"Well, they will have to bend to the level of mine. I shall collapse if they ask me, as Miss Lobb did this morning, 'what influence I considered the ancient religions of Egypt had on the manners and customs of the Western world?' I murmured, 'I suppose it has tended to a love of cats,' and fled."
Ferrars laughed, for the first time. "The old maid must have taken it as personal. I think, in some prior state of existence, she must have been a cat, though I doubt the Egyptians worshipping her."
"Her voice is very trying. Explain to me why your highly educated people who talk so much of 'culture' take so little trouble about training the voice? For the voice can be trained, you know."
"Certainly it can; and our singers prove that the American voice is a raw material that can be worked to advantage. But then singing pays, and speaking doesn't."
"Yet you are much given to 'orating!'" said Miss Ballinger, with a mischievous twitch of her lips. "Is not every American born to hold forth?"
"Well! As the Yankee said when he stood before Niagara for the first time, 'What hinders?' We are in the rapids of life. Why should the cataract of our impetuosity be checked? We have got to do a deal of talking to make leeway and overtake other nations."
"I think you have overtaken them. Are you a member of Congress?"
"Heaven forbid! What should I do there?"
"Serve your country, I suppose. You do not strike me as a good American, Mr. Ferrars."

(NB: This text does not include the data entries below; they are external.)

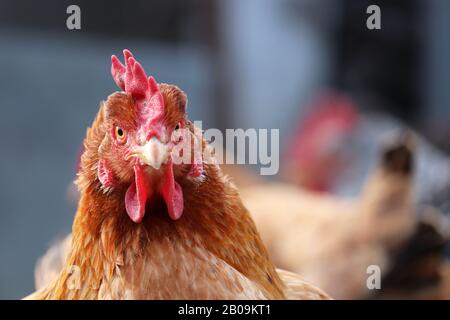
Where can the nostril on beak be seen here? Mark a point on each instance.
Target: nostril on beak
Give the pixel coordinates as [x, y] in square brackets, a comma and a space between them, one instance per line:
[153, 153]
[152, 133]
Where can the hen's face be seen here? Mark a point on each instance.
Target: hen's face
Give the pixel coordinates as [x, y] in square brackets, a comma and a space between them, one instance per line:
[138, 154]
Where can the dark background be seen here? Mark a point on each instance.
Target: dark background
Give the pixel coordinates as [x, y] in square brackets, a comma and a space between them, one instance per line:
[243, 64]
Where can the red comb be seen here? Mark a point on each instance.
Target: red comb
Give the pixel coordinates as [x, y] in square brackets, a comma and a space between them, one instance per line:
[132, 79]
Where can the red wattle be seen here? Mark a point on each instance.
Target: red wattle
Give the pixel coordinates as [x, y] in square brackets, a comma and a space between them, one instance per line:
[136, 196]
[172, 193]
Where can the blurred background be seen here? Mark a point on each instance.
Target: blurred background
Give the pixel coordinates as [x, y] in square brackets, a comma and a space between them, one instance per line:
[308, 67]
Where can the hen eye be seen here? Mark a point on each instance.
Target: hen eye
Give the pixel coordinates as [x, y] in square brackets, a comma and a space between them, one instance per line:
[120, 134]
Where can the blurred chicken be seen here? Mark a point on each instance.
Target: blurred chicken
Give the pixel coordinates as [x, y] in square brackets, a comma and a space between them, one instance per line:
[149, 227]
[333, 241]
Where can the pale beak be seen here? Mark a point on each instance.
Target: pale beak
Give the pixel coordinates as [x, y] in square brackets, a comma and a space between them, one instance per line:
[153, 153]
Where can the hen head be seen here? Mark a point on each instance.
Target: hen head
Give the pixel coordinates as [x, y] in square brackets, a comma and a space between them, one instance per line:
[144, 126]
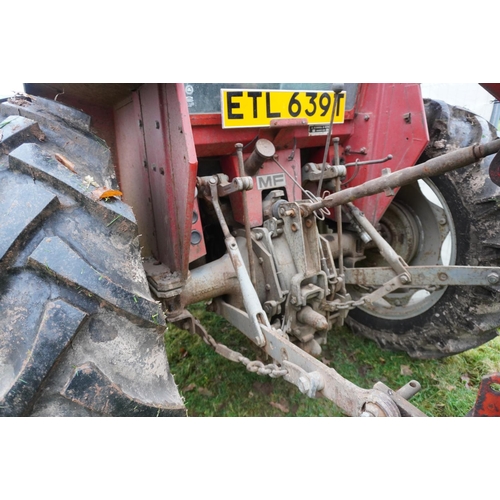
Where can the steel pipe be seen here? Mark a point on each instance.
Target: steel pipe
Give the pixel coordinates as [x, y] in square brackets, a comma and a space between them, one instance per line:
[435, 166]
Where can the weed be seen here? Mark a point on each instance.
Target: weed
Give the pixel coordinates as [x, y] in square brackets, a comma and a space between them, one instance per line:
[449, 386]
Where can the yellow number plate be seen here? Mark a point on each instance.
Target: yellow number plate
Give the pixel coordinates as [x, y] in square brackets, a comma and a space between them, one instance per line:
[257, 108]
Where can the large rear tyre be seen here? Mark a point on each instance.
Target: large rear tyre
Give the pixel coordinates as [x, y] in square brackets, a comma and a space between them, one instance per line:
[80, 334]
[453, 219]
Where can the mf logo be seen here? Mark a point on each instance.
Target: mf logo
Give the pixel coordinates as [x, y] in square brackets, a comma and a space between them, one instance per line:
[270, 181]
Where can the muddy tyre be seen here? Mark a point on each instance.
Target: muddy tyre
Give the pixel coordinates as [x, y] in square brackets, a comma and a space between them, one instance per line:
[80, 334]
[452, 219]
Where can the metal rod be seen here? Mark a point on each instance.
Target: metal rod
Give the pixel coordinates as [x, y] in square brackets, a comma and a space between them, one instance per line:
[338, 216]
[435, 166]
[327, 145]
[248, 236]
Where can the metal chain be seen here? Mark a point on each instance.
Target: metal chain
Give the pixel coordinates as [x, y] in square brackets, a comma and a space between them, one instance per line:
[273, 370]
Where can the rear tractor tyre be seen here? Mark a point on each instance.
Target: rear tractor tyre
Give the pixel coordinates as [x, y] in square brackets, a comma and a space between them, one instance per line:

"I am too good an American, and too irritable a man, to stand by and see all the jobbery and corruption that goes on, and not raise my voice. And what good would that do, even if I were elected, which I doubt? There are men shouting their lungs out all the time; there are papers, every day, denouncing the acts of a man like ——, and yet he will continue to be a member of our administration until he is hurled from power, and the opposition set up their gods in the temple. That is the result of our beautiful universal suffrage—what you are fast coming to."